The man may be a saleau, yet he did know how to cook.
“We need to get Paw-Paw here,” Jeanie said, as she carefully pried an oyster out of its shell. “He’ll think his beloved wife is alive again.”
Her grandmother had been an skilled cook. She’d been capable of taking one chicken and feeding the entire clan who’d gather around her table every chance they got. But even Nina had to admit, Maw-Maw wouldn’t have been able to compete with this.
“The gumbo is excellent, as well.” Jacques, her sister’s husband, grinned. “Jeanie should try this at home.”
“I wouldn’t be able to get close to this kind of cooking.” Her sister sipped the oyster into her mouth and closed her eyes in obvious bliss.
Heni’s date, Sam, one of a long string of men who never seemed to satisfy, grabbed an oyster from the appetizer tray lying in the center of the linen-covered table. He wiggled his brows at her sister. “You know what they say about oysters.”
“I’ve lived in Louisiana my entire life.” Heni smirked. “You can’t tell me anything I don’t know about oysters.”
Sam gave her a laugh.
Nina glanced at her date. His sullen mood hadn’t changed since they’d left their apartment—thick brows furrowed, dark eyes glowering, mouth pouting. Dressed in skintight black pants and his ubiquitous green-plaid coat, he’d insisted on wearing one of his scarves, although humid heat smothered the city. None of his designer clothes could
cover his simmering temper tantrum.
She glanced back at her food because it was better to focus on the good rather than the bad.
She’d ordered Crawfish Étouffée, because she thought of the saleau that way. Hard coat of armor with snapping claws, ready to cut off a woman’s plea. Except he’d turned the tables on her, and instead of blasting her with spicy garlic, he gave her a delicate balance of steamy rice and sweetly delicious celery and peppers and fish.

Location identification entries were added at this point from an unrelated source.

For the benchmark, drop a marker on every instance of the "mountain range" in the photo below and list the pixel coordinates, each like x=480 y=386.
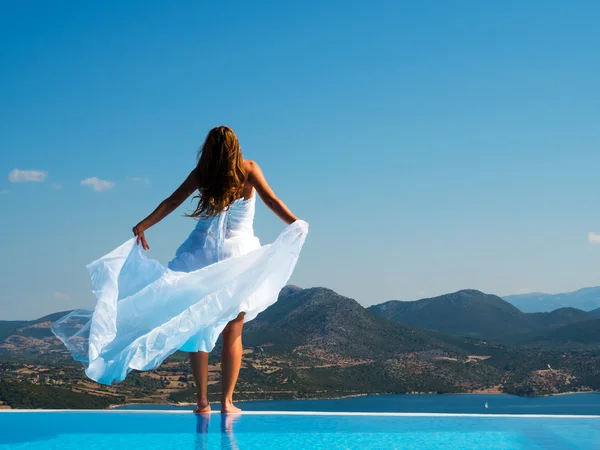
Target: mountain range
x=475 y=314
x=314 y=342
x=586 y=299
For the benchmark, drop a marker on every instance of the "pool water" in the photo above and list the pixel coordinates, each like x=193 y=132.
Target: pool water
x=67 y=430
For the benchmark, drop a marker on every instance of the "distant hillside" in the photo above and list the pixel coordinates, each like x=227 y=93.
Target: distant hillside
x=585 y=333
x=38 y=328
x=318 y=320
x=586 y=299
x=473 y=313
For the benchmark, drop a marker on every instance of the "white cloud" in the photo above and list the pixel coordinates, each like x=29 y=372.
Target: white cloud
x=593 y=238
x=61 y=296
x=97 y=184
x=143 y=180
x=21 y=176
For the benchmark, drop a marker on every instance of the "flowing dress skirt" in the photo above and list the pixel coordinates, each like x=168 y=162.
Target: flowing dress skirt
x=145 y=311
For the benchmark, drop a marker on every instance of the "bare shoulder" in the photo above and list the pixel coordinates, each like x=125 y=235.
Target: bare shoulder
x=251 y=166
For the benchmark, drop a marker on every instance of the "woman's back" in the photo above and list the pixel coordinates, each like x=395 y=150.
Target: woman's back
x=215 y=238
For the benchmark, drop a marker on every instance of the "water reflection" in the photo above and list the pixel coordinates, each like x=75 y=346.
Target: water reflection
x=228 y=441
x=202 y=421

“Give me some of yours, Ninette.” Javier slouched in the chair next to hers, his expression petulant.
He hadn’t wanted to come to this old-fashioned restaurant. The party his fellow art students were throwing at a local hot spot offered much more excitement. Generally, she let him have his way. It was easier, and she didn’t enjoy fighting. But getting this reservation at the last minute had been a chance she couldn’t pass by. Plan B was turning into a roaring success. Her campaign to convert the shop owners along Del Bosque Street was going better than expected.
She’d even made headway with the El Porras staff.
The tip about the open reservation had actually come straight from Alphonse, the host and her new best friend. Between them all, she figured Chef Miró had to have been approached a time or two about the street festival. Sensing an opportunity, she wanted to see if she could meet him again and make another pitch.
“Here.” She gamely smiled as she shifted her plate toward her beau. “It’s amazing.”
He groused before sticking his spoon into the dish. Her two sisters pointedly ignored him as they usually did. Neither Jeanie nor Heni were great admirers of Javier. However, Nina didn’t quit on people or projects. They might be going through a rough patch, but that wasn’t a reason to give up.
“It’s too bland,” her rude boyfriend announced, pushing the dish back at her.